Gender-affirming care is defined under Washington law as a treatment or service that affirms an individual’s gender identity, including hormone treatment, facial feminization or masculinization surgeries, voice and genital modification and mental health support.

While there is no law impeding a practitioner’s ability to prescribe gender-affirming care based on a patient’s age, many health care providers have their own policies. Seattle Children’s Hospital, for example, has a policy stating patients must be 18 or older before any genital surgeries.

The bill intends to protect youth seeking this care, as well as reproductive health care, who may not have supportive families.

Proponents of the bill said without this protection in place, homeless transgender youth may not seek help at licensed homeless shelters, leaving them unhoused and vulnerable to harm.

“We know these conditions are incredibly dangerous for young people,” bill sponsor Sen. Marko Liias, D-Everett, said. “We also know that young people who aren’t able to access gender-affirming care are at significant risk of a whole host of health care challenges, including but not limited to self-harm and suicide.”

Opponents said it usurps the rights of a parent to know their child’s whereabouts. They fear that a disagreement would lead to a child running away from home and parents not knowing where their child is.

“Not every situation that a child leaves from is a bad situation or an abusive home. It might just be a hot moment,” Rep. Suzanne Schmidt, R-Spokane Valley, said.

During floor debate, Schmidt talked about a time when her son left her home unexpectedly after an argument without his wallet or a pair of shoes. She was worried about his whereabouts and safety, a position she said parents of runaways would be put in by the bill’s passage.

“For those loving mothers and fathers that are worried sick, going out of their mind with fear,” Schmidt said. “They’re calling the police, they’re calling every single friend of their child and their friends’ parents.
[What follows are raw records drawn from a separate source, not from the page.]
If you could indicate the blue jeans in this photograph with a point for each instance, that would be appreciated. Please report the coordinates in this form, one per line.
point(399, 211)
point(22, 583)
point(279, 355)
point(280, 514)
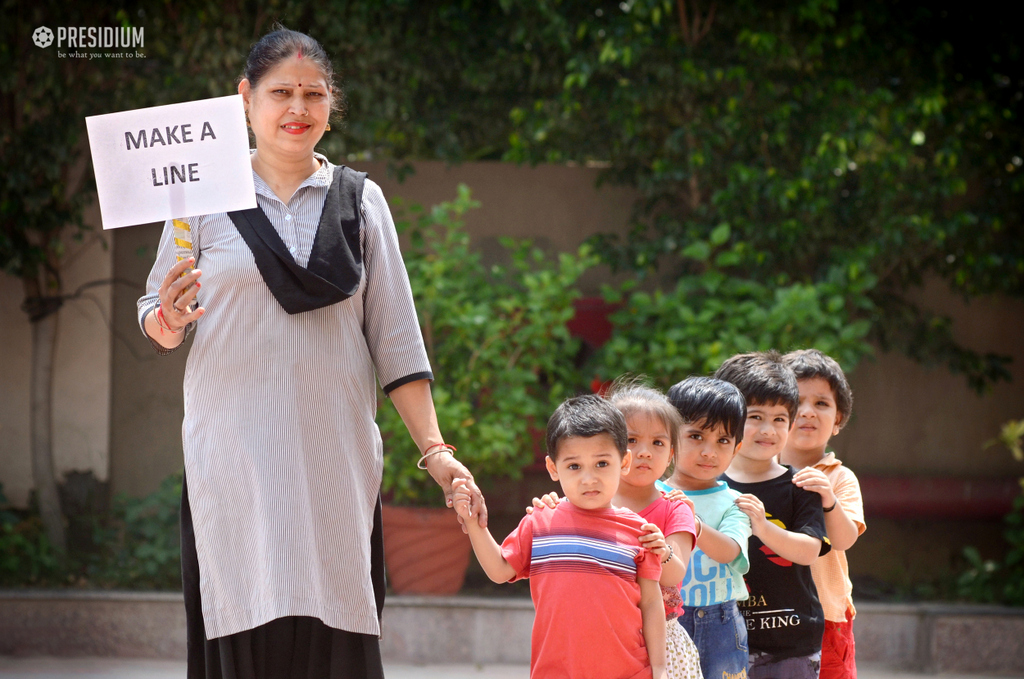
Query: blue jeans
point(720, 635)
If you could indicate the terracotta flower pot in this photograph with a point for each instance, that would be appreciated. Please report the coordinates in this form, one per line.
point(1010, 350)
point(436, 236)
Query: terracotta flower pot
point(425, 550)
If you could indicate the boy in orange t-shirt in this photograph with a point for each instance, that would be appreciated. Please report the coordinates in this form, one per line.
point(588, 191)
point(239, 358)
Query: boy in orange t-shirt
point(825, 404)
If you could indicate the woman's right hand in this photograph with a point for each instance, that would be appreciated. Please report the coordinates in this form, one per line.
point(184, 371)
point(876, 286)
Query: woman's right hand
point(177, 293)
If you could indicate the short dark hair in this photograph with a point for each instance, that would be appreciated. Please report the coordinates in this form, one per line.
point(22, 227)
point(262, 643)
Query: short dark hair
point(282, 44)
point(808, 364)
point(709, 402)
point(763, 379)
point(632, 396)
point(585, 417)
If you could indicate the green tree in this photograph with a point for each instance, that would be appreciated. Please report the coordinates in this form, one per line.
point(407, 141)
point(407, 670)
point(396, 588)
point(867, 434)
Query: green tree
point(864, 145)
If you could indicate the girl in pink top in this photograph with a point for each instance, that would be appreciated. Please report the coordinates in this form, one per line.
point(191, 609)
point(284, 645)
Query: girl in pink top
point(653, 425)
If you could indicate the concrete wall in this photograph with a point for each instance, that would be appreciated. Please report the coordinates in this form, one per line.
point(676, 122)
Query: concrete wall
point(81, 376)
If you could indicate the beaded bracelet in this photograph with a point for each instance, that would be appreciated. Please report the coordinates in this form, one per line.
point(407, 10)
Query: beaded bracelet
point(442, 448)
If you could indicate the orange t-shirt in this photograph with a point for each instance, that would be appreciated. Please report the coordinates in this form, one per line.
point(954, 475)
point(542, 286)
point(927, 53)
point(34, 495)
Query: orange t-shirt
point(584, 568)
point(832, 573)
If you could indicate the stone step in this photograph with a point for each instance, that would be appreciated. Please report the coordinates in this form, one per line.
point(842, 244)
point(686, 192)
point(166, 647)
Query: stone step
point(919, 637)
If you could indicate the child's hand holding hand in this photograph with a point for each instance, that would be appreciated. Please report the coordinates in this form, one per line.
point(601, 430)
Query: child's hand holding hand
point(755, 510)
point(675, 495)
point(550, 501)
point(653, 541)
point(813, 479)
point(462, 498)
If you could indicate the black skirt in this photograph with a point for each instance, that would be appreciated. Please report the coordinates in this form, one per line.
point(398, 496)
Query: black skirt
point(293, 647)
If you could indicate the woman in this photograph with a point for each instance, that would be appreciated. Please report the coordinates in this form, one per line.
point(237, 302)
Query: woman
point(296, 305)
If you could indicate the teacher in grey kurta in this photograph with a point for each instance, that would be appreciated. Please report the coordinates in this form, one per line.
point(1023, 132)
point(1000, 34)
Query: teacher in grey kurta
point(298, 308)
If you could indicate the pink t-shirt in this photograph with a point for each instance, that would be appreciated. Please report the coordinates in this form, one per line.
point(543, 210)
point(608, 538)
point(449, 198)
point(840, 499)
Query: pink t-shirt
point(584, 567)
point(671, 517)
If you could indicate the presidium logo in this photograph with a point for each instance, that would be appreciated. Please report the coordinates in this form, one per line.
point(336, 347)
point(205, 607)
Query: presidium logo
point(42, 36)
point(92, 37)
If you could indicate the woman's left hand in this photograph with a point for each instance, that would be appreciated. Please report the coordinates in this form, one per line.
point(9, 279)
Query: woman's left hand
point(444, 469)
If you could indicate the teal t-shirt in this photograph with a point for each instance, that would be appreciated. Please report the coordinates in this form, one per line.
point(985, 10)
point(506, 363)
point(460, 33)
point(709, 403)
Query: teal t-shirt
point(709, 582)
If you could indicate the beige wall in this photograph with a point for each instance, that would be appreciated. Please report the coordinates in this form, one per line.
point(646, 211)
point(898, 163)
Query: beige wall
point(81, 375)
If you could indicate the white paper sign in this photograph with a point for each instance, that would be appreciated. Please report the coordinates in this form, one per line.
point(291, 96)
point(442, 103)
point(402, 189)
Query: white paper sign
point(171, 162)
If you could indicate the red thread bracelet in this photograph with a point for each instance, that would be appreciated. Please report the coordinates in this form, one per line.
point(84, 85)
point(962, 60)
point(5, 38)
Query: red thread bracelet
point(162, 323)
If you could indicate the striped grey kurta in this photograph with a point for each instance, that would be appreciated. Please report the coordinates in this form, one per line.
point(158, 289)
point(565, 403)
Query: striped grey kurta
point(282, 454)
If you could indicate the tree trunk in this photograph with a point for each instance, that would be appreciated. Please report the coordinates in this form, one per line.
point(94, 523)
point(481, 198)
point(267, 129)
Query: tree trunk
point(44, 339)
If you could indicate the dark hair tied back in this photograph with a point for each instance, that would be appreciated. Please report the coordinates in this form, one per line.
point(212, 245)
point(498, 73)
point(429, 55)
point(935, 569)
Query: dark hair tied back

Those parents aren’t going to be notified.”

Another amendment introduced on the House floor directs the state to collect data on homeless youth. There’s no comprehensive survey of homeless or unsheltered transgender youth, lawmakers said.
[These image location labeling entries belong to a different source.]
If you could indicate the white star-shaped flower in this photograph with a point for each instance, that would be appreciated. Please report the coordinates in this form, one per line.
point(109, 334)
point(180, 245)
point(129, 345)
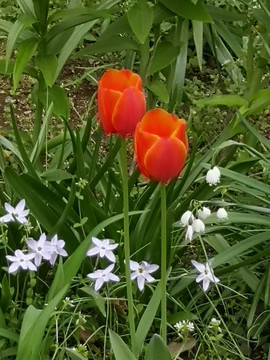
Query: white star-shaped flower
point(213, 176)
point(103, 249)
point(40, 248)
point(141, 272)
point(103, 276)
point(222, 214)
point(21, 260)
point(18, 213)
point(57, 248)
point(204, 213)
point(206, 273)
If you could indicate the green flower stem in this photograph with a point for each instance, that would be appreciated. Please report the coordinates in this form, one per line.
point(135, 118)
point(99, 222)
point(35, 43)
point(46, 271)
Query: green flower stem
point(123, 163)
point(163, 262)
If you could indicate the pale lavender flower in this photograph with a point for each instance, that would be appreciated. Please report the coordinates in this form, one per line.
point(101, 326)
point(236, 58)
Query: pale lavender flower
point(103, 249)
point(141, 272)
point(206, 273)
point(18, 213)
point(103, 276)
point(21, 260)
point(40, 248)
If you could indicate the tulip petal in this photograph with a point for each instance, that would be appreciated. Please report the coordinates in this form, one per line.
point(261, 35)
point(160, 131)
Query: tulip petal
point(143, 141)
point(165, 159)
point(107, 100)
point(159, 122)
point(128, 111)
point(119, 80)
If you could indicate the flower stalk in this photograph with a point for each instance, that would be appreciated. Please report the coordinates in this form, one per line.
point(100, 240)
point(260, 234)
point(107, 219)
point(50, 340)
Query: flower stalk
point(163, 262)
point(123, 164)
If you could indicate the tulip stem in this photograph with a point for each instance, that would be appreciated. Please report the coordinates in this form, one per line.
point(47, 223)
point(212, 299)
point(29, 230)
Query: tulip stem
point(123, 164)
point(163, 278)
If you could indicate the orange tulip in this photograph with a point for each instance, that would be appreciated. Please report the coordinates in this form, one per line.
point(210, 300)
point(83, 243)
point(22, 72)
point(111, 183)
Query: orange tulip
point(121, 102)
point(161, 145)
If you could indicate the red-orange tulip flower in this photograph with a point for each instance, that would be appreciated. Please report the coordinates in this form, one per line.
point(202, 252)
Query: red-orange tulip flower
point(121, 102)
point(161, 145)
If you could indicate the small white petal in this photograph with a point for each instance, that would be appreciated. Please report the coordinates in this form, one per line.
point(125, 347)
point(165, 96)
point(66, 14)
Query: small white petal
point(140, 282)
point(222, 214)
point(199, 266)
point(204, 213)
point(187, 218)
point(213, 176)
point(206, 283)
point(198, 226)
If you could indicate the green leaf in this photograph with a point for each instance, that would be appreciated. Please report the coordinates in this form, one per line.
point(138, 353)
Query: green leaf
point(109, 44)
point(56, 175)
point(120, 348)
point(8, 334)
point(197, 27)
point(164, 55)
point(23, 22)
point(147, 320)
point(159, 89)
point(224, 100)
point(157, 350)
point(32, 331)
point(140, 17)
point(188, 10)
point(25, 53)
point(47, 65)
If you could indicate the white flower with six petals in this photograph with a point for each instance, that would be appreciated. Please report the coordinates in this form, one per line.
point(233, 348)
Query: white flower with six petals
point(141, 272)
point(40, 248)
point(18, 213)
point(21, 260)
point(206, 273)
point(103, 249)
Nationwide, state governments are debating legislation surrounding gender-affirming care. An Idaho proposal, signed into law earlier this month, criminalizes doctors providing this care to minors. At least 12 other states are considering similar restrictions.
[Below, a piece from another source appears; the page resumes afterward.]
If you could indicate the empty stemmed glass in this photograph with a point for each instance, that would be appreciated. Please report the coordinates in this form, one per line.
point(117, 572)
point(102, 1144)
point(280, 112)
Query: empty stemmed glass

The Washington bill passed the House 57-39 with two Representatives excused. The House adopted amendments, so it requires an OK from the president of the Senate before it heads to Gov. Jay Inslee’s desk.

While he said he hasn’t been fully briefed on the bill yet, Inslee supports the objective of the bill.

“We believe it is better to have a young person in a shelter with some adult supervision than having them out on the streets, maybe being sexually trafficked, maybe exposed to drug use,” Inslee said. “We think it’s better to have them in some controlled environment.”